The Last Little Annoyance
My ex couldn’t stand spotted mirrors and compulsively cleaned them with spray. When he broke up with me, and after crying, I went to wash my face in his bathroom one last time and splash-sprayed his mirror with soapy water. That was my farewell gift.
The Bar
I poured out all his special vodkas and filled the bottles with water, and replaced the rare whiskeys with cola diluted with water. I also took off all the oven knobs and tossed them in the bedding box, and put the TV remote in the oven because I knew he never used it. A year later, we ran into each other, and he told me he really had to order new ones.
The Penalty
This happened back when we still rented videos. My ex broke up with me over the phone and told me to move out before he got home. I packed my stuff and saw three rented videotapes (he always rented three at a time). I pulled the films out of the cases and put the empty cases back. When he returned them, he had to pay a hefty fine for damage at the rental store.
Light It Up
I took the thermostat off the wall, piled all his single shoes on the cabinet, and partially unscrewed every light bulb. He was short and didn’t have a ladder, so I knew it would be a pain to screw them back in.
Evening Tunes
I cut all his socks at the big toe, rolled them up, and put them back in the drawer. I also released every cricket I’d caught as food for his pet spider around the apartment—about thirty of them. He definitely didn’t sleep that night because of the chirping.

Tooth for a Tooth
I was 65 and my husband 73 when we divorced. The process was underway, but we still lived together.
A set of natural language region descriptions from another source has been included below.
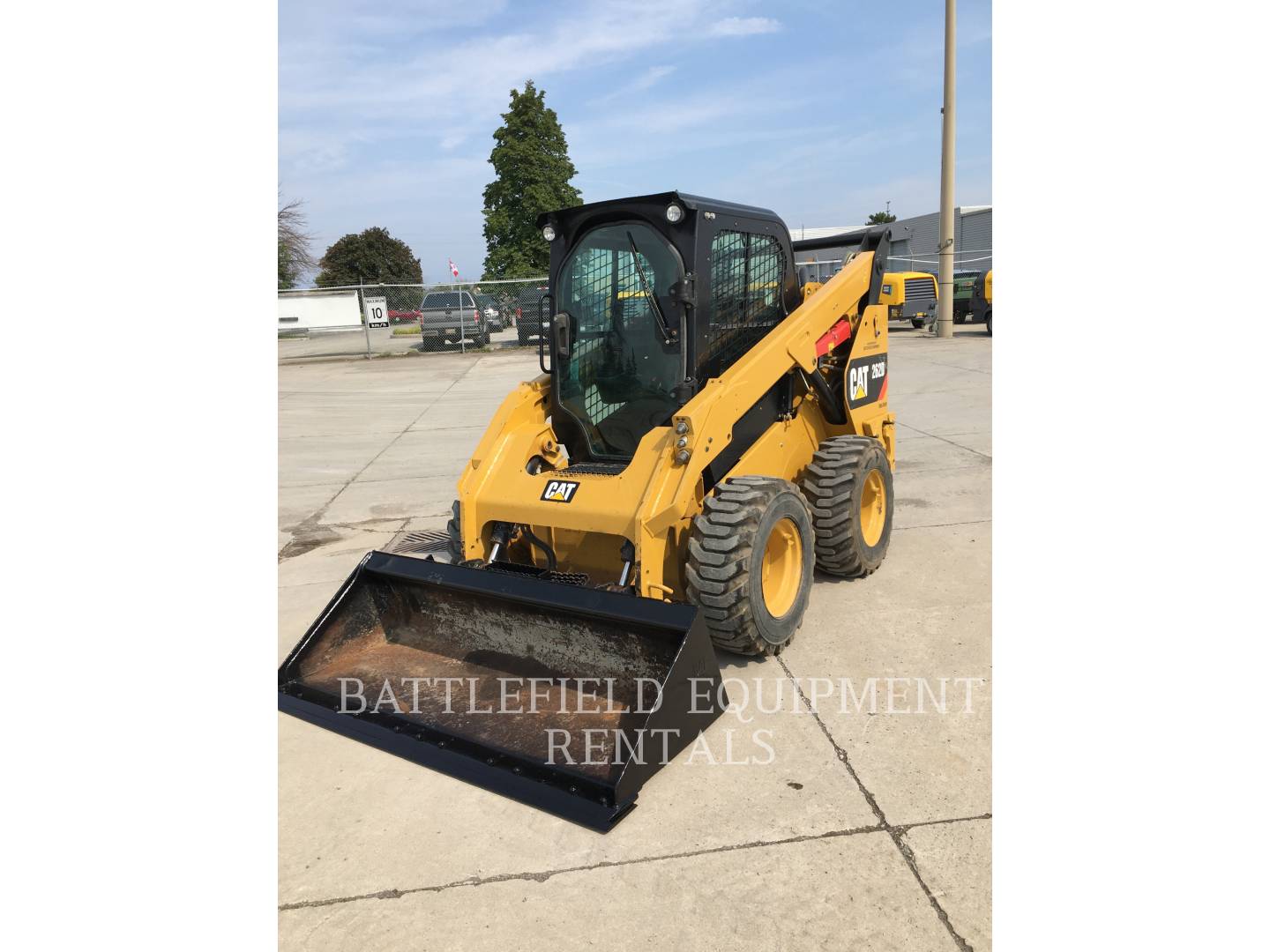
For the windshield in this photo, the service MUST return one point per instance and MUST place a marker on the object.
(620, 375)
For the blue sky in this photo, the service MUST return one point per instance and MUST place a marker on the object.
(819, 111)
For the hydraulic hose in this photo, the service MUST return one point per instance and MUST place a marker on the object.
(546, 550)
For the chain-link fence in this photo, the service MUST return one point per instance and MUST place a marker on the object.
(407, 319)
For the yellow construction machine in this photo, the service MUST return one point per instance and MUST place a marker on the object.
(704, 435)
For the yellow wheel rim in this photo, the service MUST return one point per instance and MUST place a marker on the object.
(873, 508)
(782, 568)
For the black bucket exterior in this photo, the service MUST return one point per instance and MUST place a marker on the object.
(562, 697)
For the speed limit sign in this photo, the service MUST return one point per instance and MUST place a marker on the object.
(377, 311)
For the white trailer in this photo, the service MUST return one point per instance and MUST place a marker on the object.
(318, 311)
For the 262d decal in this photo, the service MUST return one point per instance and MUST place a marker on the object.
(866, 381)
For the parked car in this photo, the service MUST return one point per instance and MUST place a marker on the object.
(452, 315)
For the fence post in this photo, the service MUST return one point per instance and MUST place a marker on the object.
(462, 326)
(366, 322)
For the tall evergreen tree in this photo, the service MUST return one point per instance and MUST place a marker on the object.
(533, 172)
(372, 257)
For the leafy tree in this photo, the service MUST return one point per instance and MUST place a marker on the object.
(295, 257)
(533, 170)
(372, 257)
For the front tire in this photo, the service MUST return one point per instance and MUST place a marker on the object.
(850, 487)
(751, 564)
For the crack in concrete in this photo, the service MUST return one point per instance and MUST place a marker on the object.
(950, 442)
(941, 524)
(895, 833)
(603, 865)
(905, 828)
(311, 524)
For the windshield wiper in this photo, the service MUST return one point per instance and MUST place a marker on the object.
(657, 309)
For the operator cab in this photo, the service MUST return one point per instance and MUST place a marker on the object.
(651, 297)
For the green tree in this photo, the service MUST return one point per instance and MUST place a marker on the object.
(372, 257)
(533, 172)
(295, 257)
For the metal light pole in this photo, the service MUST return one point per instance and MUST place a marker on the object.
(944, 325)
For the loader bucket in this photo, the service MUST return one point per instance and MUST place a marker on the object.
(563, 697)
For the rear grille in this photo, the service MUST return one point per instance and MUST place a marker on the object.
(918, 288)
(579, 579)
(419, 542)
(589, 470)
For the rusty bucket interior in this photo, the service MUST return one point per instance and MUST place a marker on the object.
(563, 697)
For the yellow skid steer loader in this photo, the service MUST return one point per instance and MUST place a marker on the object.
(705, 432)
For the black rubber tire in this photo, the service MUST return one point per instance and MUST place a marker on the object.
(725, 556)
(455, 541)
(831, 484)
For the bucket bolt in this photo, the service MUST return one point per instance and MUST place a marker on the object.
(628, 562)
(498, 537)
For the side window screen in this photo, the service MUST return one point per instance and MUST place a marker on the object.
(746, 273)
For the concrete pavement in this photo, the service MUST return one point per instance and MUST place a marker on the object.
(870, 829)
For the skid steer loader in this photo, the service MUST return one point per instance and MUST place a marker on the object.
(705, 433)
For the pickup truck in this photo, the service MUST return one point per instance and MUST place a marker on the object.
(439, 317)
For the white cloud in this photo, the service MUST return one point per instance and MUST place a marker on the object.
(744, 26)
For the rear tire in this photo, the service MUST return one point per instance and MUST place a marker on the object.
(455, 539)
(852, 498)
(750, 564)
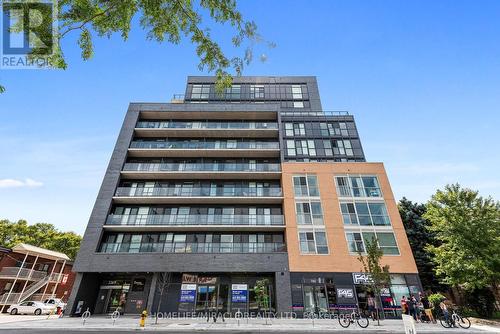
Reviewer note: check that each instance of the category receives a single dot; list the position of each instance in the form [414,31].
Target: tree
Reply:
[420,236]
[162,284]
[379,275]
[40,235]
[468,229]
[163,20]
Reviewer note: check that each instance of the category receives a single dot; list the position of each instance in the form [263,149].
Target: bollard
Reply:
[144,315]
[115,315]
[85,316]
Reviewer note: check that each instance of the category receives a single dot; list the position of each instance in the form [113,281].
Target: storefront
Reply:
[327,293]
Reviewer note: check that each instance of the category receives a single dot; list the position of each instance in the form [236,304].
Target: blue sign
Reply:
[239,293]
[188,293]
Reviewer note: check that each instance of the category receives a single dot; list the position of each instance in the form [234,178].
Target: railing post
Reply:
[14,283]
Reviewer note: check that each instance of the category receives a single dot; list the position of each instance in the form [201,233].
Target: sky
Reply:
[422,79]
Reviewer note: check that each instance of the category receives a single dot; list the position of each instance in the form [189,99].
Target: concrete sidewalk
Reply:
[131,323]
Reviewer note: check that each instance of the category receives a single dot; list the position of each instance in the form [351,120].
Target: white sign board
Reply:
[409,324]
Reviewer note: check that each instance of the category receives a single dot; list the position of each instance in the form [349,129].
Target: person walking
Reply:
[427,305]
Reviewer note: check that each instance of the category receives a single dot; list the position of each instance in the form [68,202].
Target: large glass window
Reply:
[309,213]
[365,213]
[358,186]
[356,241]
[313,242]
[200,92]
[305,185]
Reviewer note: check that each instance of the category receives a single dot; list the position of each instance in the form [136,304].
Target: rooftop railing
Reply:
[191,247]
[202,167]
[224,219]
[199,191]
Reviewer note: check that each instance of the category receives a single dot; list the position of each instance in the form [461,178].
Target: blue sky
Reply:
[422,79]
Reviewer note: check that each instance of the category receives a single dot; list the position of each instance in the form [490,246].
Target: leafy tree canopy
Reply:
[468,229]
[40,235]
[419,237]
[163,20]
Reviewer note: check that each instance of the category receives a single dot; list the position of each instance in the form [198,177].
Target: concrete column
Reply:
[152,293]
[283,292]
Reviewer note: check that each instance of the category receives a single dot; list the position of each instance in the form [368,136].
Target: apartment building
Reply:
[213,194]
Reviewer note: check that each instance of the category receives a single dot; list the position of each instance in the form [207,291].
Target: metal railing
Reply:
[251,220]
[191,247]
[205,167]
[199,191]
[206,125]
[209,144]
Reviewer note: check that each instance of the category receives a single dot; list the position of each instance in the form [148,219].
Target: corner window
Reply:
[365,213]
[313,242]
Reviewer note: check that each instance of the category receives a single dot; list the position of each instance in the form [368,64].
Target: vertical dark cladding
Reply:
[100,211]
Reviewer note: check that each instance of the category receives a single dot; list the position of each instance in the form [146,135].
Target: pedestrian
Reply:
[371,306]
[426,304]
[404,306]
[411,303]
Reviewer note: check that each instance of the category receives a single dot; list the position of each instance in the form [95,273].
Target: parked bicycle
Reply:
[453,320]
[345,320]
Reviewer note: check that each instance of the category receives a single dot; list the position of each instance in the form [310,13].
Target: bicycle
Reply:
[453,320]
[345,320]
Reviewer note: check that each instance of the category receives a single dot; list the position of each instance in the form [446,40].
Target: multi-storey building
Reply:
[214,193]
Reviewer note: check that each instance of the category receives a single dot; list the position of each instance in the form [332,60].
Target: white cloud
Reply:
[11,183]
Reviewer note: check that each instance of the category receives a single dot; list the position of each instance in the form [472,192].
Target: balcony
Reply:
[205,148]
[188,247]
[207,129]
[199,222]
[221,195]
[202,170]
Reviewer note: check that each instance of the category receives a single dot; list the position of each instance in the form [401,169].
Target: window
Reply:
[299,129]
[200,92]
[297,93]
[298,104]
[313,243]
[257,91]
[342,147]
[327,145]
[306,186]
[290,147]
[358,186]
[234,92]
[309,213]
[365,213]
[356,242]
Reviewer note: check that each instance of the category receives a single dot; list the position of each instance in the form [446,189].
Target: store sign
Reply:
[345,293]
[239,293]
[188,278]
[188,293]
[362,278]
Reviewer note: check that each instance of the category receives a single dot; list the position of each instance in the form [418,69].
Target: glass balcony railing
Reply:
[191,247]
[199,191]
[202,167]
[206,125]
[251,220]
[218,145]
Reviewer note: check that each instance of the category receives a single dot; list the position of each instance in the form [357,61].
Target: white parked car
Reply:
[54,303]
[29,307]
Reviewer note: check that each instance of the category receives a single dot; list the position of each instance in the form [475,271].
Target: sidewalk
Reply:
[104,323]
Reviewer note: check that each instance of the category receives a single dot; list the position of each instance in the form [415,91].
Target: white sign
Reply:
[409,324]
[239,287]
[188,287]
[345,293]
[361,278]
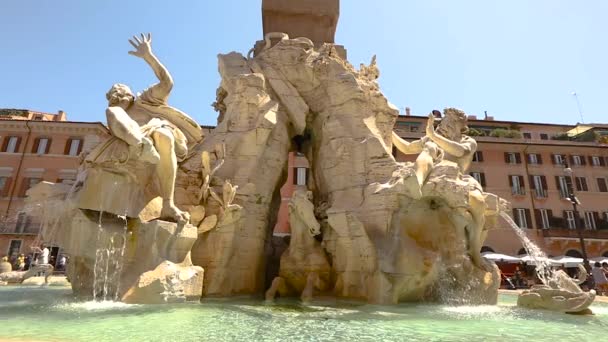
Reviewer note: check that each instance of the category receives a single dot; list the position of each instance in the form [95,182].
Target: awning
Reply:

One early morning, while packing my last things after finally finding a place, I saw my husband’s dentures on the sink edge. On a whim, I threw them in the freezer, so he couldn’t show up anywhere until he got new ones made. He accused me of "stealing his teeth," and I told him he’d been misplacing them around the apartment for years and I always put them back in the glass in the morning. When he asked where to look, I suggested checking the oven, freezer, or washing machine because those were his usual hiding spots. Later, my daughter told me he even booked a CT scan and EEG, worried he might be losing his mind.
Lingering Smell
I cleaned my dog’s teeth with my ex’s toothbrush and put it back in the holder, then squeezed tuna spread onto the curtain rod. I heard from his friends that he tore down half the drywall trying to find the source of the smell.
The Floor
My ex and I lived together in his apartment, splitting all expenses. When he broke up with me, I took a chair from the dining room, squeezed half the toothpaste tube out, and tore up the floorboards in half the room because we paid for everything together.